As I’ve mentioned in the course of this discussion, we should not distinguish ourselves or our own speech entirely from the press. When we promote the idea that “harmful” speech should be regulated, we’re leaving the definition of terms like “harmful” up to those who control it. Such power isn’t simply going to be used against those who disagree with us it will be used against us as well, particularly when those who disagree with us may someday come to be the one’s wielding it. What is harmful to them is dissent, a challenge to their power and authority, or whatever might benefit their opposition, or jeopardize their careers. And while we may think it’s a nice idea that we won’t be confronted by things we don’t like to listen to, it also has a much broader scope: it isn’t just what others might say, it’s also what all of us are able to hear; it isn’t simply what certain people may write, it’s what all of us can read; it isn’t just what we say, hear, read and write, it’s also what we can learn from textbooks, find in a bookstore, a magazine, a social post, see on TV or YouTube, and share with our friends or family while Siri and Alexa quietly monitor our words. 
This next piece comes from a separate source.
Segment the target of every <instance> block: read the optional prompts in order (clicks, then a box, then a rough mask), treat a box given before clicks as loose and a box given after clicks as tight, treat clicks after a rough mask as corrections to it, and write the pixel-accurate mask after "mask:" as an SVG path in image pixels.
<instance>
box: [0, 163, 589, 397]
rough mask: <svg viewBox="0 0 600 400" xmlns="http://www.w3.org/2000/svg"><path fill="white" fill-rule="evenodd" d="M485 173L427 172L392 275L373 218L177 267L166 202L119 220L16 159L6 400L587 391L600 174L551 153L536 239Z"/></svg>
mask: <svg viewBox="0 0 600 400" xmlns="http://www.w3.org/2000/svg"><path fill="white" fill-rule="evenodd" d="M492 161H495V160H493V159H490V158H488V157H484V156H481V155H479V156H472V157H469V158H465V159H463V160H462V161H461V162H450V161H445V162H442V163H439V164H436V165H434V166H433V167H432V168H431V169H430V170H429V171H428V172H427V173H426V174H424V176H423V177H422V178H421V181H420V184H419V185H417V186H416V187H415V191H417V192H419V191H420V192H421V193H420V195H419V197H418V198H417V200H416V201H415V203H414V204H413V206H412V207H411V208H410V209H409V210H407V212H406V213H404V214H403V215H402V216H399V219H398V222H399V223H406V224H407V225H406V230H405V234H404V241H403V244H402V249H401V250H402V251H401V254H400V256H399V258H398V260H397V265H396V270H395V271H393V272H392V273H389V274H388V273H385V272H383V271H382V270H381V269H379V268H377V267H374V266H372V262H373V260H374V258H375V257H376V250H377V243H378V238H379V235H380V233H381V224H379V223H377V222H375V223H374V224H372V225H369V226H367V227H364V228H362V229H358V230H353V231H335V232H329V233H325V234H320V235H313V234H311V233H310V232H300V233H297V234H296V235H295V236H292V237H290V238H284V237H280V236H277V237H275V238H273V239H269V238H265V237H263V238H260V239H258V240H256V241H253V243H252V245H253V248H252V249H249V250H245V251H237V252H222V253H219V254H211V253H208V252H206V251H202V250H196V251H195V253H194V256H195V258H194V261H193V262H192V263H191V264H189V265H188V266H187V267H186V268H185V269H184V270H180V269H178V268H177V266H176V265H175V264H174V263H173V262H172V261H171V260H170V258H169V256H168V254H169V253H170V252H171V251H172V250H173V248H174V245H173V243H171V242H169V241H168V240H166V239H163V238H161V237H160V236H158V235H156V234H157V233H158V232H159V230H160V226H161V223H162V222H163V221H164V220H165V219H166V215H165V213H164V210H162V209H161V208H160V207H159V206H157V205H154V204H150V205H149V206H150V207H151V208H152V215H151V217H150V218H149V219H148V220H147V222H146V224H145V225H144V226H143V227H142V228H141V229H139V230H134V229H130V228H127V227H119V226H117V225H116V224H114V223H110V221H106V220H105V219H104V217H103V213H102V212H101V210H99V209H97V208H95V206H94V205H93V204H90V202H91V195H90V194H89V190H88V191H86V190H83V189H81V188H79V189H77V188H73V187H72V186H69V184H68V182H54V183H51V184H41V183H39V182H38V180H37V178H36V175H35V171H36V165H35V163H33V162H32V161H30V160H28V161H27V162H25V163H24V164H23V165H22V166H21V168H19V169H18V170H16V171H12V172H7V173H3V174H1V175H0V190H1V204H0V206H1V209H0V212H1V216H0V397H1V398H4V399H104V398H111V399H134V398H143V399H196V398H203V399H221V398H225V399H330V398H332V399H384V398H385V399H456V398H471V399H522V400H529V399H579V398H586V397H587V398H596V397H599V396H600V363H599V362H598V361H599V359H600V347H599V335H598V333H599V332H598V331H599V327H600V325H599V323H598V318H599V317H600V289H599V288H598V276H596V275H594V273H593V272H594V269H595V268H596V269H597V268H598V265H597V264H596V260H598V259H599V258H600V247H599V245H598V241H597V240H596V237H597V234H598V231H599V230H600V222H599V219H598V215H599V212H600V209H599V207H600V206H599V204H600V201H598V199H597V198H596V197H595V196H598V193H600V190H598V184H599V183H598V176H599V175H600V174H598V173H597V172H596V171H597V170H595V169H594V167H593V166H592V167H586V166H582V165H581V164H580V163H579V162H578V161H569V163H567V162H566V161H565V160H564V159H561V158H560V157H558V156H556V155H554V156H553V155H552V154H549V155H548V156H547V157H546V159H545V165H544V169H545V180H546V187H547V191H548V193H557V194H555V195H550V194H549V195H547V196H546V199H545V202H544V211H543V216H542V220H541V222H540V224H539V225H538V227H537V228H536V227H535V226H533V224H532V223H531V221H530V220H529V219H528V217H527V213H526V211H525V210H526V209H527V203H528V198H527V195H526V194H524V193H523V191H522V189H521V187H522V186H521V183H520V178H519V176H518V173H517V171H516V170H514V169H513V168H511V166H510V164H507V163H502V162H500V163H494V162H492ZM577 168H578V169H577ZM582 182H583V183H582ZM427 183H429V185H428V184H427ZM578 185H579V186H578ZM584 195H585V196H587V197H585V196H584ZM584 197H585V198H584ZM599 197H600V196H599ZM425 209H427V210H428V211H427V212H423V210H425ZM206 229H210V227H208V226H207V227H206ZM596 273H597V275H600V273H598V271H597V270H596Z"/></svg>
It will require that we carefully craft our sentiments in our heads before speaking, to avoid violating the policies put in place to filter what’s spoken. Shaping our minds into conformity one brain cell at a time; minds that will be ever and ever more diminished by an ever diminishing access to the truth. Information true or false isn’t harmful, what’s harmful is believing lies. If we subcontract our determination of what’s true or false to the ruling classes, we’re subcontracting our own development of opinions. And we’re giving power over our minds to that same ruling class who happens to be given that power by garnering a favorable public opinion. It’s a slippery thing, this call to govern information, and not considering carefully the effects of the policies we call for, is precisely the blasé that has resulted in our leaders slyly enacting ever more staggering intrusions on our lives one after another.

“How then should the public conversation be governed?” you might ask. The answer is simple: free people govern themselves. 

Often the response I get from these proponents of silencing a free people, is that “people are too dumb and too gullible to seek the truth for themselves.” I suppose that could be true, but have we learned from experience that these ‘elites’ are so much smarter? And even if they are, which I seriously doubt, how do we ensure they’ll rule over us with benevolence and not impose on us some form of tyranny? Hasn’t history shown us definitively that power corrupts? Yet we should expand our trust in those with power by giving them even more authority over public speech?

Is there more collective wisdom in the few hundred ‘elite’ than the hundreds of millions of people in the public? A public I might add, which doesn’t have the same capacity of imposing their opinions on us by force, or throwing us in jail or worse if we just so happen to disagree with them. Are those that we’re seeking to be in control of the conversation accountable to anyone? Or are we just to blindly trust that they will serve all of our our best interests selflessly without any consideration for their own interests, objectives, profit, or careers? If we seriously want information to be governed, shouldn’t we be asking, and  more importantly: answering, these questions before appointing our governors too?

It is precisely the broad public conversation that allows us to learn, grow, develop, and find the truth together; to develop consensus, taboos, and common ground. And that’s precisely the reason our rulers want to control it. We would be wise to consider very carefully the side effects of the remedies we ingest, before swallowing the elixirs of these ruling classes——the tyrants selling us the policy antidotes for “mis-“, “dis-“, and “mal-information” are most often the biggest peddlers of the poison themselves.